Meta AI has launched LLaMA, a collection of 7B to 65B parameter foundation language models.

The model, an acronym for Long Language Model Meta AI, is smaller than its contemporaries because it is designed for research communities with limited access to infrastructure—sizes of LLaMA range from seven billion to sixty-five billion parameters.

LLaMA-13B is over ten times smaller than OpenAI's GPT-3 (175B), whereas LLaMA-65B is comparable to DeepMind's Chinchilla-70B and Google's PaLM-540B.

The study is different from others because it shows that state-of-the-art performance can be reached by training on publicly available data alone, without using proprietary datasets. Models that are smaller and have been trained on a larger number of tokens (word fragments) are more flexible and easier to modify for new commercial applications. LLaMA 65B and LLaMA 33B were trained on 1.4 trillion tokens, while the smallest model, LLaMA 7B, was trained on one trillion tokens.

Like any other LLM, LLaMA works by taking a string of words as input and guessing the next word to create text in a loop.
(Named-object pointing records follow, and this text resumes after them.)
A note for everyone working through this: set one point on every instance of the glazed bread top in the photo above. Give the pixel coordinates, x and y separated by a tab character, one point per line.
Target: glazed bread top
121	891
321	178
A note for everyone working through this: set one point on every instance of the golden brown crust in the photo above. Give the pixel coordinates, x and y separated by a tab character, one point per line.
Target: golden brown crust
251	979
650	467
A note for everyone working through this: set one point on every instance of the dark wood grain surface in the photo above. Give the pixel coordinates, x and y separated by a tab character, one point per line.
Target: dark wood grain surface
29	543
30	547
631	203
The team trained the model with text from the top 20 languages, focusing on those that use the Latin and Cyrillic alphabets.

Researchers at Meta say it is hard to access large language models because they are so big.
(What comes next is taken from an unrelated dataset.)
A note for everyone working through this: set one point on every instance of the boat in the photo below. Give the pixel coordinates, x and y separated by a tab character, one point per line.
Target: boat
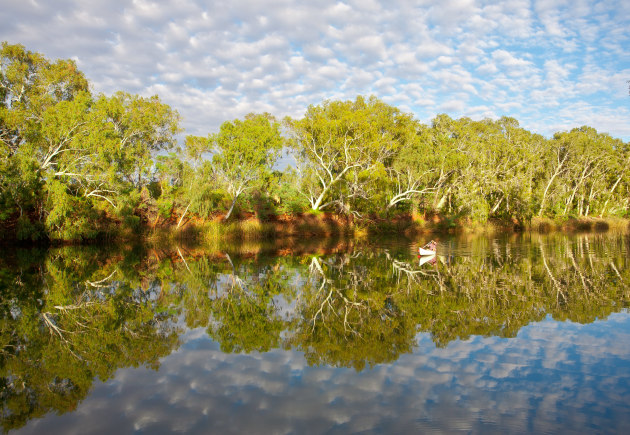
431	259
428	249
"This limited access has made it harder for researchers to understand how and why these large language models work. It has slowed down efforts to make them more reliable and fix problems like bias, toxicity, and the possibility that they could spread false information," Meta says.

Meta is trying to make LLaMA more accessible by making the models smaller and putting them out under a non-commercial licence.

Academic researchers from governments, public organisations, and institutions will be granted case-by-case access to LLaMA models. Here is where you can apply to use LLaMA.

Like ChatGPT and other language models, LLaMA needs help with people making mean comments and giving strange answers. Meta's announcement of LLaMA admits this by saying that researchers can "more easily test new ways to limit or get rid of these problems in large language models" if they share the model.

Meta's research team also put out a set of evaluations on model biases and toxicity that were based on benchmarks. It was done to show the model's limitations and encourage more research in this critical area.